The Hill: WATCH: Sticky points remain for bipartisan tax reform deal

September 28, 2017
In The News

GOP leaders touted “unity” behind a tax reform framework Wednesday, but the effort is likely to face many hurdles working with a president seeking bipartisan buy-in.

Despite two White House meetings with bipartisan House members this month, one Democratic lawmaker questions the sincerity of President Trump’s effort after GOP leaders held a private “retreat” to review the framework. 

“Unfortunately, Speaker [Paul] Ryan [R-Wis.] excluded every single Democrat from the GOP tax reform retreat today ... If Speaker Ryan wants to repeat the failures of ObamaCare repeal by just doing it on partisan basis he could try that with tax reform, but what the American people want is bipartisanship,” Rep. Ted Lieu (D-Calif.) tells The Hill.

Fellow Democrat and Ways and Means Committee member Rep. Ron Kind (Wis.), who attended a  bipartisan meeting Tuesday with the president, tells The Hill that he believes Trump wants to help the middle class but questions whether the president’s plan will spur economic growth. 

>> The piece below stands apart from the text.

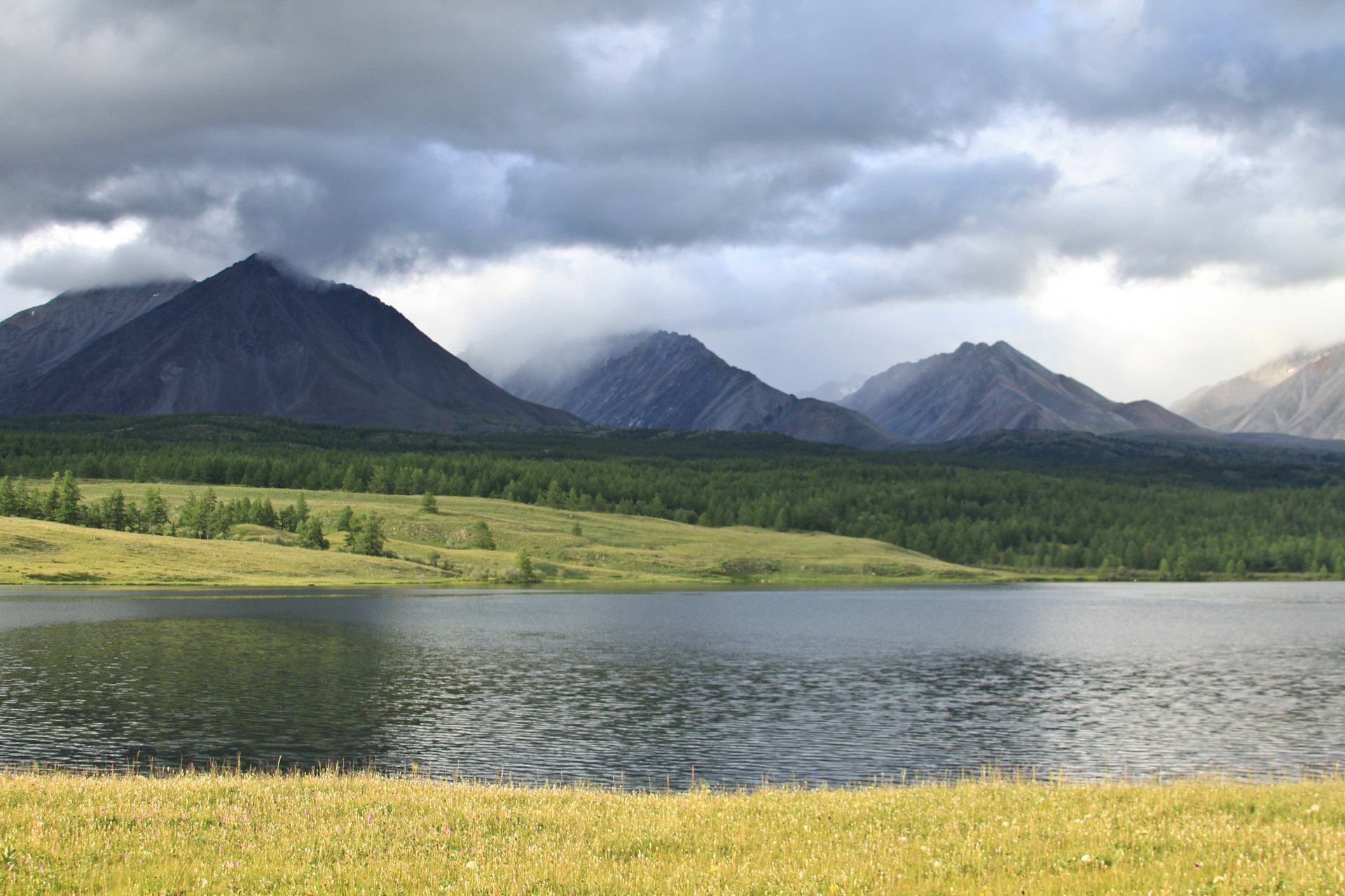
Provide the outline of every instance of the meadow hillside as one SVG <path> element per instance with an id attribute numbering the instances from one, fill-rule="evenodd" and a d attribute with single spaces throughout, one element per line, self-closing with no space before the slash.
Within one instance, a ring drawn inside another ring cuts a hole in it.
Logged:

Among Republicans, concerns for the elimination of the state and local tax deduction puts moderate GOP lawmakers from highly-taxed states like New York, New Jersey and California in a political bind.

As the negotiations move ahead, California GOP Rep. Darrell Issa would not reveal his official position on eliminating the deduction but tells The Hill that it all comes down to the details.

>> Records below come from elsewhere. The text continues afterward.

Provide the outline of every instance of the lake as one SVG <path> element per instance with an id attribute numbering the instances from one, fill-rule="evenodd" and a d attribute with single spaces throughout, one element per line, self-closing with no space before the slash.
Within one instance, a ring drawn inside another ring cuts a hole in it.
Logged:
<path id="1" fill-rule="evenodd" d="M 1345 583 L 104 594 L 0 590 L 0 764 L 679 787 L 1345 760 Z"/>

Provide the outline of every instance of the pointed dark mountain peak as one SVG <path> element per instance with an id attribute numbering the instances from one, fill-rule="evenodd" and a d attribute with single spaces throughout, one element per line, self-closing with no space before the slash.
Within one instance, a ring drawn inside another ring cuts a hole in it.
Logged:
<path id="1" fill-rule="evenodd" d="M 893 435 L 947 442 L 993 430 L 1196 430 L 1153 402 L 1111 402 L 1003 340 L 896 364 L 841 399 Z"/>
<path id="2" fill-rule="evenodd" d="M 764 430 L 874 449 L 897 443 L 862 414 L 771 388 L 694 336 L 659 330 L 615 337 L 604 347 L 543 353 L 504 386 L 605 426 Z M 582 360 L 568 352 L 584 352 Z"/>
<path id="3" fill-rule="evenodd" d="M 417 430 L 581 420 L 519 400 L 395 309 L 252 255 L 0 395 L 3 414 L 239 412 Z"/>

“What we want to do is ask the question: As a taxpayer, am I getting a reasonable overall deal if you take away my 13 percent, my deduction [is] 13 percent in California's tax, but if you lower my tax rate, it might be the exact same amount of money and incentivize me to invest … it might actually mean that I change what I do to get lower taxes and then benefit our society,” Issa said.

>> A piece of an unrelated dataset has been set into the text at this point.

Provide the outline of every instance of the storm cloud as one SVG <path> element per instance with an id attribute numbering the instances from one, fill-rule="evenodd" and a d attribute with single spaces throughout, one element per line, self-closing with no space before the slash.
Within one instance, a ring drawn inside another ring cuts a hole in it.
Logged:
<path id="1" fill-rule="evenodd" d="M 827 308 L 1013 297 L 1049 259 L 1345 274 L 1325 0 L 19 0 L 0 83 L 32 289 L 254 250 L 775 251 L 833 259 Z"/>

Regardless of the differences, GOP lawmakers from opposite ends of the spectrum agree that with health care’s failure, it’s imperative for Congress to reform taxes or face the consequences.

“We need a big win here. Tax reform is essential. It’s like pouring gasoline on the economy, if we get it right, in good way … We have to learn from the rollout of health care, (the) rollout was poor, so hopefully we’re going to learn from that and get this thing done,” Rep. Adam Kinzinger (R-Ill.) said.